Superspreader events don’t exist in a vacuum, though, and the study’s authors note that local measures that limited public gatherings, mandated masks and prohibited certain activities such as indoor dining helped reduce the size of the post-Sturgis spread once attendees went home. 

There were two factors that prevented Sturgis from being even worse, too: the fact that most of it was outdoors and South Dakota’s low population density. Despite those mitigating factors, South Dakota saw a 35% rise in the number of COVID-19 cases after the rally, Yahoo notes. 

South Dakota Governor Kristi Noem, who has been skeptical of COVID-19 mitigation measures such as business closures and mask wearing in the past, pushed back against the IZA paper’s conclusions. 

“This report isn’t science; it’s fiction. Under the guise of academic research, this report is nothing short of an attack on those who exercised their personal freedom to attend Sturgis,” Noem told Keloland.com.
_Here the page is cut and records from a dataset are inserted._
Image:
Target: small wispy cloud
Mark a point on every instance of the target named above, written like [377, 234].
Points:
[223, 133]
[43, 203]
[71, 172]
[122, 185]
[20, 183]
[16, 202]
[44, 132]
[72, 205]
Both Noem and South Dakota state epidemiologist Dr. Joshua Clayton also pointed out that the IZA paper’s findings have yet to be peer reviewed. Clayton told Keloland.com that schools reopening last month could have also factored into the data. 

“At this point, the results do not align with the impacts of the rally among attendees in the state of South Dakota,” Clayton explained, telling Keloland.com that South Dakota identified 124 South Dakota residents who contracted COVID-19 after the rally. 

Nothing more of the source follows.